Opened 2 years ago

Last modified 18 months ago

#29291 new Bug

Negated Q expressions across a nullable relationship are not properly handled by When expressions.

Reported by: Bo Marchman Owned by: nobody
Component: Database layer (models, ORM) Version: master
Severity: Normal Keywords:
Cc: Triage Stage: Accepted
Has patch: no Needs documentation: no
Needs tests: no Patch needs improvement: no
Easy pickings: no UI/UX: no

Description (last modified by Bo Marchman)

I've run into an issue with conditional expressions using negated Q objects.

I would expect qs1 and qs2 to be equivalent in the following code:

class Application(models.Model):
    pass

class Score(models.Model):
    application = models.ForeignKey(Application, on_delete=models.PROTECT)
    reviewed = models.BooleanField()

a1 = Application.objects.create()
Score.objects.create(reviewed=False, application=a1)
Score.objects.create(reviewed=True, application=a1)

a2 = Application.objects.create()

qs1 = Application.objects.annotate(
    needs_review=Case(
        When(~Q(score__reviewed=True), then=V(True)),
        default=V(False),
        output_field=BooleanField()
    )
).filter(needs_review=True)

qs2 = Application.objects.filter(
    ~Q(score__reviewed=True)
)

print(qs1) # <QuerySet [<Application: Application object (1)>, <Application: Application object (2)>]>
print(qs2) # <QuerySet [<Application: Application object (2)>]>

assert set(qs1) == set(qs2) 

The identical ~Q expression is behaving differently in the context of Case/When and filter. Am I completely missing something and this is expected behavior?

This is using Django 2.0.4.

Change History (8)

comment:1 Changed 2 years ago by Bo Marchman

Description: modified (diff)

comment:2 Changed 2 years ago by Simon Charette

Could you possible provide the SQL queries generated by these querysets and which database you a querying against?

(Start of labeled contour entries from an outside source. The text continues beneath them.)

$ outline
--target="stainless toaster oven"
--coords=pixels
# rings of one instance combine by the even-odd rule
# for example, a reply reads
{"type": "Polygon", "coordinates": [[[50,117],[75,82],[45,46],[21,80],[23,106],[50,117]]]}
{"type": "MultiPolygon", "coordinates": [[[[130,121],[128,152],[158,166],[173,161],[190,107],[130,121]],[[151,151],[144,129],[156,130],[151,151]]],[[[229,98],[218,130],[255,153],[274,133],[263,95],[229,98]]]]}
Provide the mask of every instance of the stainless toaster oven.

You can retrieve them by doing str(queryset.query).

comment:3 Changed 2 years ago by Bo Marchman

This is on Postgres 9.6.8.

For qs1:

SELECT "test_app_application"."id",
       CASE
           WHEN NOT ("test_app_score"."reviewed" = TRUE
                     AND "test_app_score"."reviewed" IS NOT NULL) THEN TRUE
           ELSE FALSE
       END AS "needs_review"
FROM "test_app_application"
LEFT OUTER JOIN "test_app_score" ON ("test_app_application"."id" = "test_app_score"."application_id")
WHERE CASE
          WHEN NOT ("test_app_score"."reviewed" = TRUE
                    AND "test_app_score"."reviewed" IS NOT NULL) THEN TRUE
          ELSE FALSE
      END = TRUE

And qs2:

SELECT "test_app_application"."id"
FROM "test_app_application"
WHERE NOT ("test_app_application"."id" IN
             (SELECT U1."application_id"
              FROM "test_app_score" U1
              WHERE U1."reviewed" = TRUE))

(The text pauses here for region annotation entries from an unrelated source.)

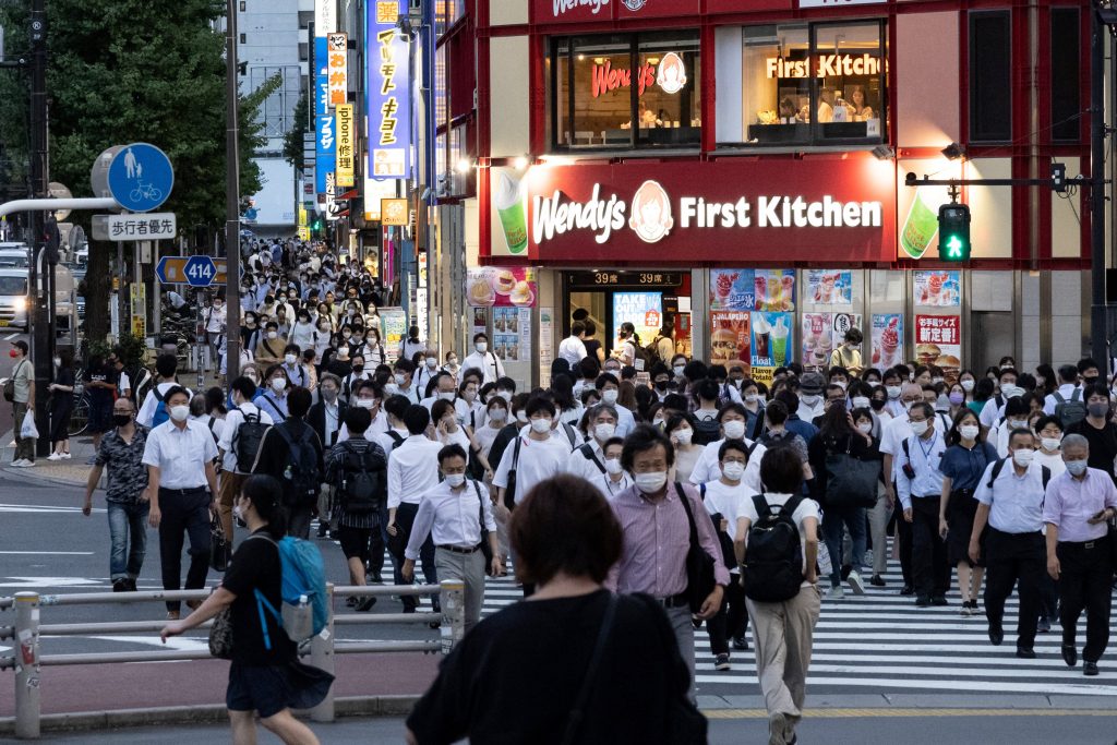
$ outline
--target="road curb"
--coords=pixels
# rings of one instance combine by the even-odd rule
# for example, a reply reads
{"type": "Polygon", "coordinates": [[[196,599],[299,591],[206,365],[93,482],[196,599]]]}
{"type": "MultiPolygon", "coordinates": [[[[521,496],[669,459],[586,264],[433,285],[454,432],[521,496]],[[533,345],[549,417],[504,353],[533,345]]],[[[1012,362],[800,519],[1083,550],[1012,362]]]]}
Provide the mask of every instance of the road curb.
{"type": "MultiPolygon", "coordinates": [[[[337,717],[399,717],[410,714],[418,700],[419,696],[349,696],[334,699],[334,714],[337,717]]],[[[46,714],[39,719],[39,727],[45,733],[93,732],[152,725],[222,724],[228,720],[229,715],[225,705],[206,704],[151,709],[46,714]]],[[[15,734],[16,719],[12,717],[0,718],[0,736],[15,734]]]]}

comment:4 Changed 2 years ago by Simon Charette

Triage Stage: UnreviewedAccepted
Version: 2.0master

I feel like qs2 is correct and that q1 should be using a subquery as well to correctly deal with SQL's boolean logic with regards to NULL.

SELECT "test_app_application"."id",
    CASE
          WHEN NOT ("test_app_application"."id" IN
             (SELECT U1."application_id"
              FROM "test_app_score" U1
              WHERE U1."reviewed" = TRUE)) THEN TRUE
          ELSE FALSE
      END as "needs_review"
FROM "test_app_application"
WHERE CASE
          WHEN NOT ("test_app_application"."id" IN
             (SELECT U2."application_id"
              FROM "test_app_score" U2
              WHERE U2."reviewed" = TRUE)) THEN TRUE
          ELSE FALSE
      END = TRUE

I'm not sure how to convert it into a subquery pushdown though.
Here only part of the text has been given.